Thanks to this extension, Vande Hei has become the American who has spent the longest time in space: 355 days.

The original plan always called for Vande Hei to return in a Soyuz, but since Russia’s invasion of Ukraine, the trip has been up in the air. At the start of the conflict, NASA said it would continue to work closely with the Russian space agency Roscosmos as usual to maintain normal space station operations. And that included Vande Hei’s return trip on a Russian ship.

However, things changed on March 5 when RIA Novosti, a Russian state news program, shared a video through its social networks that included images of Vande Hei together with Anton Shkaplerov and Pyotr Dubrov, the two cosmonauts. Russians with whom he was on the ISS and who would also accompany him on the return trip. However, the video was edited in such a way that many saw how the two cosmonauts left the American behind, to finally show the images of the Russian modules of the ISS separating from the rest of the facilities.

Although the program later clarified that it was a joke, the news that Roscosmos was going to leave Vande Hei stranded on the ISS spread like wildfire. It didn’t help that Russian space agency director Dimitri Rogozin also shared the video, in addition to his threats by him to drop the station ” over the US or Europe ” if Russia withdrew from the program. Finally, the Russian government denied that Vande Hei was going to be left without transportation. “The soon-to-be-returned American astronaut will do so as scheduled aboard Russia’s space capsule on March 30,” TASS, another Russian state news agency, wrote in a report.
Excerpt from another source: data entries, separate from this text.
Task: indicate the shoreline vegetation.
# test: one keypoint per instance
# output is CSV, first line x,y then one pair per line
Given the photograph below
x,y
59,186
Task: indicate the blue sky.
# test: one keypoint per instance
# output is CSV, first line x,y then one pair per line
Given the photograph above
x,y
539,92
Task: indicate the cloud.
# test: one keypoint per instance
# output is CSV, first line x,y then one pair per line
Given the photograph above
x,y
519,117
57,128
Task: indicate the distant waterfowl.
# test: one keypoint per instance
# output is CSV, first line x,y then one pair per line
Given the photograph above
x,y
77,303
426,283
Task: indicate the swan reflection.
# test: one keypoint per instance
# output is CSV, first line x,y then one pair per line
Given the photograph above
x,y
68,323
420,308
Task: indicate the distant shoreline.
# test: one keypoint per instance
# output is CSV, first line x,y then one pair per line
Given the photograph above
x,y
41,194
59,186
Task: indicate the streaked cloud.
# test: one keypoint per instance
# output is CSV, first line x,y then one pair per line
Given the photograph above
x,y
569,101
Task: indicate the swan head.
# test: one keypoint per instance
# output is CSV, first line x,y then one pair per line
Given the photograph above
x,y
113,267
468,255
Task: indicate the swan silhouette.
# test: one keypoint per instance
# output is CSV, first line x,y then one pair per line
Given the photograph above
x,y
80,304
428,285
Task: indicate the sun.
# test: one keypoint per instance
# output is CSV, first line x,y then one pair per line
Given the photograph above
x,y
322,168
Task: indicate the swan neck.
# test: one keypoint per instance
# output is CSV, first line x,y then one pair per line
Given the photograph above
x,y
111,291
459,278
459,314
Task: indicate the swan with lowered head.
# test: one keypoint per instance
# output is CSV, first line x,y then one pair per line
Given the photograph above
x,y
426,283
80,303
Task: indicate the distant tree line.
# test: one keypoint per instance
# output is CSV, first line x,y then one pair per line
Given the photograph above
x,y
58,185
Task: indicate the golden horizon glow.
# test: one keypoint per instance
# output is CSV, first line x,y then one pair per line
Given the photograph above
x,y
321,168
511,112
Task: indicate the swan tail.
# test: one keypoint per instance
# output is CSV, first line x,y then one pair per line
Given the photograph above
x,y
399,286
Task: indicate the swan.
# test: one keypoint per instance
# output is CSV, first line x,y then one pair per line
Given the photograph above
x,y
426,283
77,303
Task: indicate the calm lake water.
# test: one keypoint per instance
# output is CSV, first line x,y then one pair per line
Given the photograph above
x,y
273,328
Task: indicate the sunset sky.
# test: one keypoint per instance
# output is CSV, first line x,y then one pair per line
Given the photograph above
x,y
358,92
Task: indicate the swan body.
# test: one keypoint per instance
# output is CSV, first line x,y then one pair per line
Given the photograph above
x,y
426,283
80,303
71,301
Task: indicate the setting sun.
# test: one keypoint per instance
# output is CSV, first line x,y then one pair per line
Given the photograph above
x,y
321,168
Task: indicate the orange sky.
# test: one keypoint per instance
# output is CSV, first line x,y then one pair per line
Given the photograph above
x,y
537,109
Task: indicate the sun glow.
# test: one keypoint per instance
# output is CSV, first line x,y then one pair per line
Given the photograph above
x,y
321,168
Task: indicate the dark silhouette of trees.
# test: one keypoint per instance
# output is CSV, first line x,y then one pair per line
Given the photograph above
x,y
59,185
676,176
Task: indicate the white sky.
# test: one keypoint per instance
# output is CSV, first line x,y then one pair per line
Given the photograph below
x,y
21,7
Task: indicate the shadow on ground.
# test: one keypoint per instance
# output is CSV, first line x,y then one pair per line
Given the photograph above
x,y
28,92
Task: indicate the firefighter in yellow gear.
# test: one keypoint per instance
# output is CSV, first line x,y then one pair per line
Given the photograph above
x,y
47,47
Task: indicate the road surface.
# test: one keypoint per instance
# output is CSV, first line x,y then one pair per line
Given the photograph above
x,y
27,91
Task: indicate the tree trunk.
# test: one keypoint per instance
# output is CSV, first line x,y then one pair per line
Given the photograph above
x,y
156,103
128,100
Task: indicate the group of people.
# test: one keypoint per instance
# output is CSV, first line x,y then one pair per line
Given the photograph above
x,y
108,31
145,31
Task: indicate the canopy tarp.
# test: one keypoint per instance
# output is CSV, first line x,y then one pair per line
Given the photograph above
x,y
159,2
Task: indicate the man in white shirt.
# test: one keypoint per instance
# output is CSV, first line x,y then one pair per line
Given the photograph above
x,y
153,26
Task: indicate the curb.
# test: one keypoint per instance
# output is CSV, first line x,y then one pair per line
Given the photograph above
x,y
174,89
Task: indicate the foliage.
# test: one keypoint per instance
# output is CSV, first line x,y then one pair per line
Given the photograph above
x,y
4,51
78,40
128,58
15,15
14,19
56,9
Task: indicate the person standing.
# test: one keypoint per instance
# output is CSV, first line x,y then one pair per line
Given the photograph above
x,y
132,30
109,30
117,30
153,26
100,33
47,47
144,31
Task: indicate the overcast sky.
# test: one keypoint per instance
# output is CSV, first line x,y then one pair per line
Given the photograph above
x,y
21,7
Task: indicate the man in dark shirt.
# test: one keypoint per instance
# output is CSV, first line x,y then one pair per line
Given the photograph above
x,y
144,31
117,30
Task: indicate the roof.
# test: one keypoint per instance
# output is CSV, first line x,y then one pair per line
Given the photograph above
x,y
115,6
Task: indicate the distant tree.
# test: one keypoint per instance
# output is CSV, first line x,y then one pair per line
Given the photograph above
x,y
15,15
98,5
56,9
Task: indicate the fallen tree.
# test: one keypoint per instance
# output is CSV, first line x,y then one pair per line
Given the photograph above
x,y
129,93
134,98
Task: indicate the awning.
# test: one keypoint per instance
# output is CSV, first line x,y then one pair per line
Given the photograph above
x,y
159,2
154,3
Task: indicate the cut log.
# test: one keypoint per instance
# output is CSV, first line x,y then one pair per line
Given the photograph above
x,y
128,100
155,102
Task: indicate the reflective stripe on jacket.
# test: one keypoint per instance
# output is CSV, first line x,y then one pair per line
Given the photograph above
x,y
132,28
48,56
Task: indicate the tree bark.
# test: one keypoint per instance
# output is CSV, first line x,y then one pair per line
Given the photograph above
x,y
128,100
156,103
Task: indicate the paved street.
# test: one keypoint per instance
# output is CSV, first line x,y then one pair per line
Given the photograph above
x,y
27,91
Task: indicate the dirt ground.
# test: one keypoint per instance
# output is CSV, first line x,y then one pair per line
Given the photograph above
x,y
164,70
NASA also reiterated that operations would continue as normal at a press conference on March 14. «The reality is that Mark Vande Hei will return home on March 30 with Anton Shkaplerov and Pyotr Dubrov. Point”, said Joel Montalbano, ISS program manager at NASA, during the conference when asked about the video’s alleged threat. “There really isn’t much to add. We have confirmation from our Russian colleagues.” Montalbano also stressed that NASA and Roscosmos need each other to continue operating the space station and that there were no immediate plans to end that partnership. “We are not seeing any impact from what is happening around us. … We are aware of what is happening, but we can do our job to continue operations », he said.

Finally, this Wednesday, the American astronaut and his Russian colleagues boarded the Soyuz and landed in Kazakhstan at 13:28 Spanish time. After traveling to Karaganda by helicopter, Vande Hei will board a NASA plane that will take him back to Houston, Texas.

The ISS crew has shown its unity throughout the conflict, and images of camaraderie could even be seen after the arrival of the new batch of Russian cosmonauts, who appeared in overalls with the colors of the Ukrainian flag. Separately, on Tuesday, the crew held a change of command ceremony, with former commander Shkaplerov handing over the symbolic key to the space station to NASA astronaut Tom Marshburn, before the return of the Soyuz. During the ceremony, Shkaplerov made a veiled comment about the conflict: “I am proud to have been the commander of this excellent crew,” he said. People have problems on Earth. In orbit… we are a crew.”